- Poster presentation
- Open Access
Phytohormone targeting in plant tissues
© Strnad et al; licensee BioMed Central Ltd. 2011
- Published: 13 September 2011
- Plant Hormone
- Multiple Reaction Monitoring
- Extraction Recovery
- Multiple Reaction Monitoring Mode
- Ultra Performance Liquid Chromatography
The identification and quantification of plant hormones in plant tissues are necessary for physiological studies of their metabolism and mode of action. The major problem associated with plant hormone analysis is that the amount of phytohormones present endogenously in plant tissues is very low, usually in the range of fmol to pmol/g fresh weight.

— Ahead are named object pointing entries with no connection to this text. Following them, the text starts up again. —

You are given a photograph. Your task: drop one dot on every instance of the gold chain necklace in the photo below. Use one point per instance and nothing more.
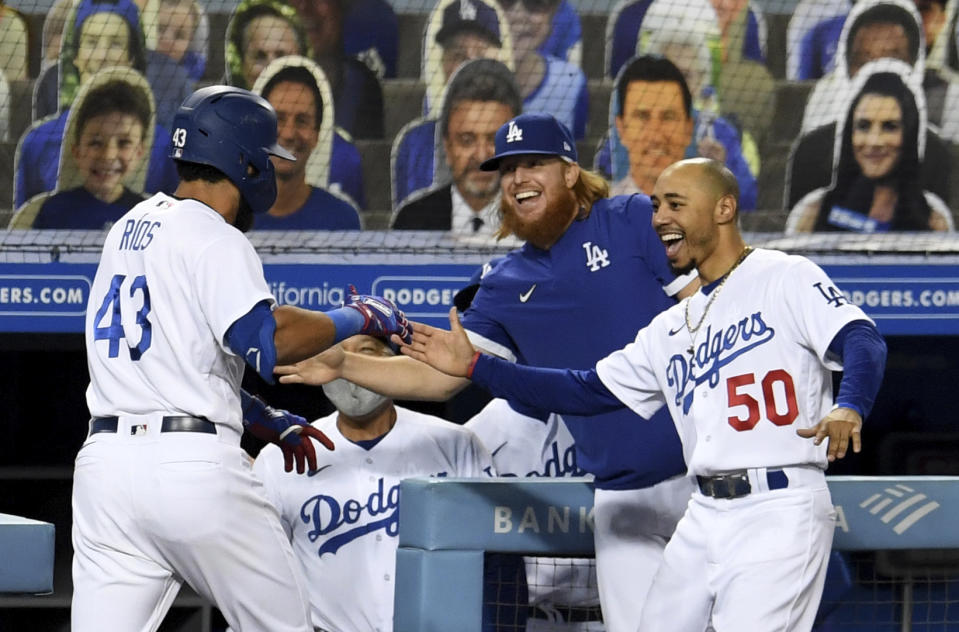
(689, 326)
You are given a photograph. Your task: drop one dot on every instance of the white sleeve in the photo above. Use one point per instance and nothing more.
(229, 281)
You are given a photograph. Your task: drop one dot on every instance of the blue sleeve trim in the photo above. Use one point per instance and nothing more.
(347, 321)
(863, 353)
(251, 338)
(564, 391)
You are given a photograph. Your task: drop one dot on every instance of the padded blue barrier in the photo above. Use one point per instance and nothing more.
(447, 524)
(26, 555)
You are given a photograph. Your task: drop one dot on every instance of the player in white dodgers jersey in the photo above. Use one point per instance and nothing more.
(163, 492)
(744, 366)
(342, 517)
(559, 300)
(563, 594)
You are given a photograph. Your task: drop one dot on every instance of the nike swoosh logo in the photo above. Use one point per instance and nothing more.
(255, 359)
(318, 470)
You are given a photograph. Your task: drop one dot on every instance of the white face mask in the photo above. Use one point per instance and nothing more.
(352, 400)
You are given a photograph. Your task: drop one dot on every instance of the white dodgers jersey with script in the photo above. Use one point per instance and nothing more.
(759, 368)
(173, 277)
(343, 518)
(523, 446)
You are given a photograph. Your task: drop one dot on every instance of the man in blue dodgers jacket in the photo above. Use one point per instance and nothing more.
(559, 301)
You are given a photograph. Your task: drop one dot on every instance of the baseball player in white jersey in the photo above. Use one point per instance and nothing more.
(343, 517)
(563, 594)
(744, 367)
(162, 491)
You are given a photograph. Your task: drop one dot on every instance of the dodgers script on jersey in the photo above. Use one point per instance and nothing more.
(343, 518)
(523, 446)
(172, 278)
(744, 390)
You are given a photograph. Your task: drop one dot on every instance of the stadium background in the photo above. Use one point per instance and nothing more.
(43, 418)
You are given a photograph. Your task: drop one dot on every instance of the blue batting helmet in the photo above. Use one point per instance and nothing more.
(233, 130)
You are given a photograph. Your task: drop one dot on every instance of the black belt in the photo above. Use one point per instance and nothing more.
(736, 484)
(569, 614)
(171, 423)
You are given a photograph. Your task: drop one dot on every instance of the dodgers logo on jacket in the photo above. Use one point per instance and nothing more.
(596, 257)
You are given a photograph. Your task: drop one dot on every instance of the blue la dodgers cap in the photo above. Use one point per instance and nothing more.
(532, 134)
(473, 16)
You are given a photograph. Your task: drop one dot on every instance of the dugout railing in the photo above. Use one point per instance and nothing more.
(898, 536)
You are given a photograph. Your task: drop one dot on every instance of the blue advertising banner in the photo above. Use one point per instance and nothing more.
(903, 299)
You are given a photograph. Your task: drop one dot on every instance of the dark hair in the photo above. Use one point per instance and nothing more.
(114, 96)
(126, 10)
(886, 14)
(481, 80)
(652, 68)
(190, 171)
(301, 75)
(238, 35)
(854, 191)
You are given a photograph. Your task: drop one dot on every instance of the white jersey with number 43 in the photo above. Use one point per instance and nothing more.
(755, 370)
(172, 278)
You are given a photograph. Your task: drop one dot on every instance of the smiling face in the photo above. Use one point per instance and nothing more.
(877, 135)
(463, 47)
(108, 149)
(470, 140)
(296, 125)
(538, 204)
(880, 39)
(104, 41)
(176, 24)
(529, 24)
(266, 38)
(683, 212)
(654, 128)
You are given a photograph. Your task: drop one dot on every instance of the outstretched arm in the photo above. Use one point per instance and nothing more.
(557, 390)
(397, 377)
(863, 352)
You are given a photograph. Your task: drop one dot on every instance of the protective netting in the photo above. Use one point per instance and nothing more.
(831, 116)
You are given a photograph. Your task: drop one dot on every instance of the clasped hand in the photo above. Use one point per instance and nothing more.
(288, 431)
(841, 426)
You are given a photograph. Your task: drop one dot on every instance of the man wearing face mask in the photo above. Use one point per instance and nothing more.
(342, 517)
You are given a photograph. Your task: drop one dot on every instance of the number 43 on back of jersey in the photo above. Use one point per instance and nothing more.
(108, 324)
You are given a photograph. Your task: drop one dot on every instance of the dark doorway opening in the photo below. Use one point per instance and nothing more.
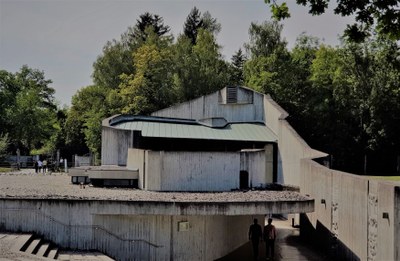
(244, 180)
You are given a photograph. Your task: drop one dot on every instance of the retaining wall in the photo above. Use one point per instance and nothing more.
(118, 231)
(363, 214)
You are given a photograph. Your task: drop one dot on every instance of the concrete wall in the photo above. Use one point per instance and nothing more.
(291, 147)
(192, 171)
(259, 165)
(114, 146)
(353, 212)
(213, 105)
(200, 171)
(103, 226)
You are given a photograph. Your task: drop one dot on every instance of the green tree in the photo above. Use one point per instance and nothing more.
(200, 69)
(151, 87)
(195, 21)
(382, 15)
(4, 142)
(85, 116)
(116, 58)
(29, 109)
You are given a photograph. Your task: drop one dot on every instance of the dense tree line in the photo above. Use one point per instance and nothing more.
(342, 100)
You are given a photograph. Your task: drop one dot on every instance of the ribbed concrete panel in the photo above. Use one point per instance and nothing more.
(142, 230)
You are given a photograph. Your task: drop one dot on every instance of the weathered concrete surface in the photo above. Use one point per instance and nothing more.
(133, 201)
(130, 224)
(360, 211)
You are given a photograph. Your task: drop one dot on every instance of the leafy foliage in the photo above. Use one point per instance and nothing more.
(381, 15)
(28, 109)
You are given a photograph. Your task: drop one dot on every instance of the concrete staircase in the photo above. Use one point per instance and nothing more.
(31, 244)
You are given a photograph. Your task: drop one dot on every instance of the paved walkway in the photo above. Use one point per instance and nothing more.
(288, 246)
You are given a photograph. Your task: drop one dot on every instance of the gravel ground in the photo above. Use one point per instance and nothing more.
(28, 184)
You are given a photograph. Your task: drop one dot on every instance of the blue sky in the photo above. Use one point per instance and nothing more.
(64, 37)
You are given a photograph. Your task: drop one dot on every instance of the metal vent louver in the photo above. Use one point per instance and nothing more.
(231, 95)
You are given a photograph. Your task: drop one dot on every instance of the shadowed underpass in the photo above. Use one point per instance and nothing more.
(288, 246)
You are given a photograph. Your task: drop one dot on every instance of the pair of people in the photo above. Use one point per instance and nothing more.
(269, 235)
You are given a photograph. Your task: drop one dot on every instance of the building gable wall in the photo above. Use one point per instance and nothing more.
(249, 107)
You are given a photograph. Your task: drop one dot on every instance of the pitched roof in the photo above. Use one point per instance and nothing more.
(160, 127)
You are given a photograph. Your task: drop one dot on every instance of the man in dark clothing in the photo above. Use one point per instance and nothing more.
(255, 234)
(269, 237)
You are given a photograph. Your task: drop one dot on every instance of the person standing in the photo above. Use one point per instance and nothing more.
(269, 235)
(44, 165)
(255, 234)
(36, 166)
(40, 165)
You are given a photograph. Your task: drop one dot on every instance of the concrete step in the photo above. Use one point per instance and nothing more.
(33, 246)
(43, 250)
(78, 255)
(53, 253)
(22, 242)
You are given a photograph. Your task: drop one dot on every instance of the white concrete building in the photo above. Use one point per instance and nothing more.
(232, 139)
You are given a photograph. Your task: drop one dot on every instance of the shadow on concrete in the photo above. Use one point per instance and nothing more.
(289, 246)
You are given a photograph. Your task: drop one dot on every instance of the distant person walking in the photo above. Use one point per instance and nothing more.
(36, 166)
(269, 237)
(40, 165)
(255, 235)
(44, 166)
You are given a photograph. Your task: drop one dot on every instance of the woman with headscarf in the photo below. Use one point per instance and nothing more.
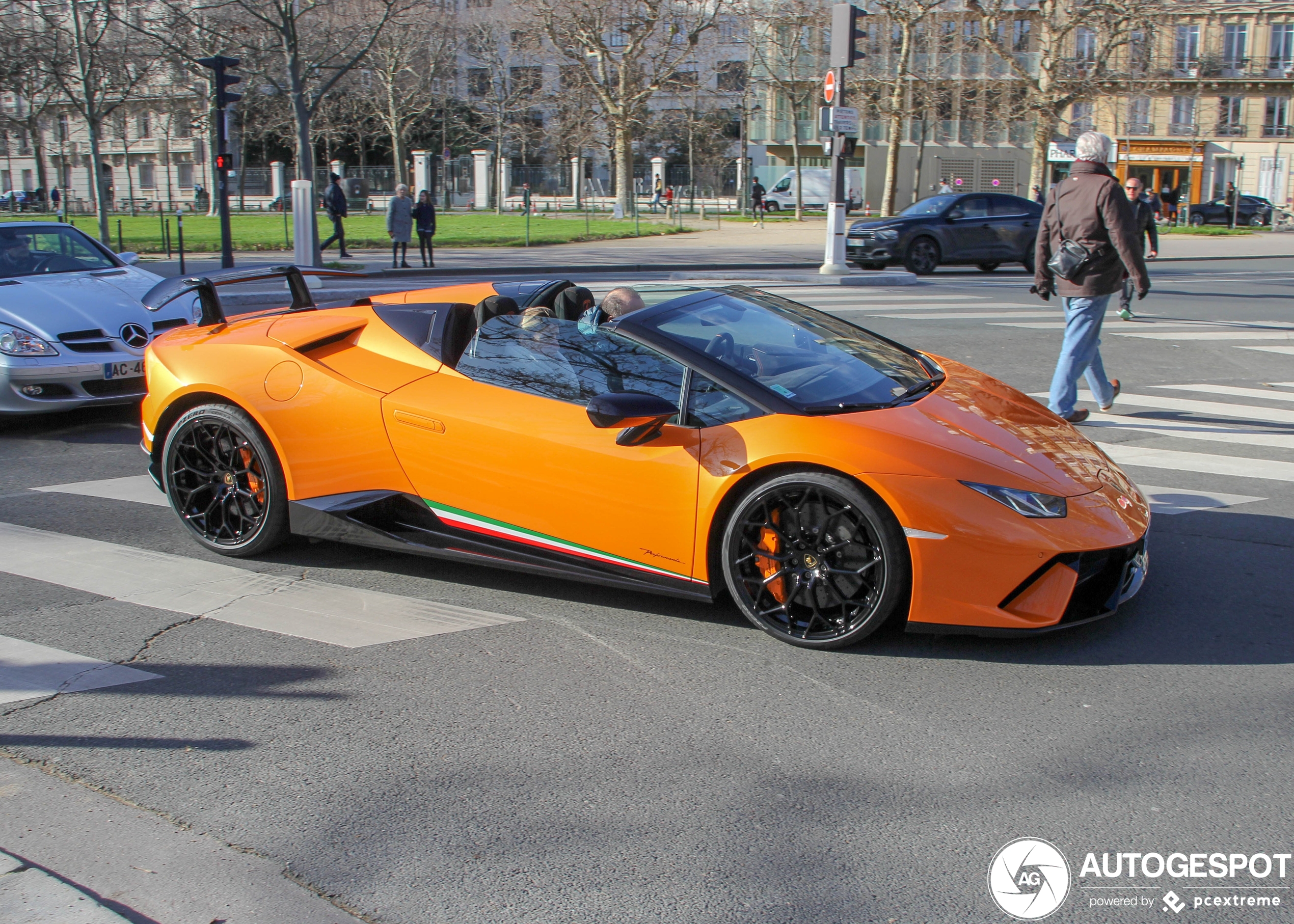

Homogenization and extraction with organic solvents was done in one microcentrifuge tube and accelerated by crushing the plant material in a vibration mill. The extracts from minute amounts of fresh plant material were immediately purified using a solid-phase extraction (C18, C8, Oasis™ HLB cartridges)in combination with ion-exchange and/or immunoaffinity purification. A fast chromatography technique, the ultra performance liquid chromatography (AcquityTM UPLC,Waters) was coupled to triple quadrupole mass spectrometer (XevoTM TQ MS, Waters) equipped with an electrospray interface (ESI) and the unique performance of collision cell – ScanWaveTM. The mass spectrometric conditions were optimized for each analyte and quantification was obtained by multiple reaction monitoring (MRM) of precursors and the appropriate product ions.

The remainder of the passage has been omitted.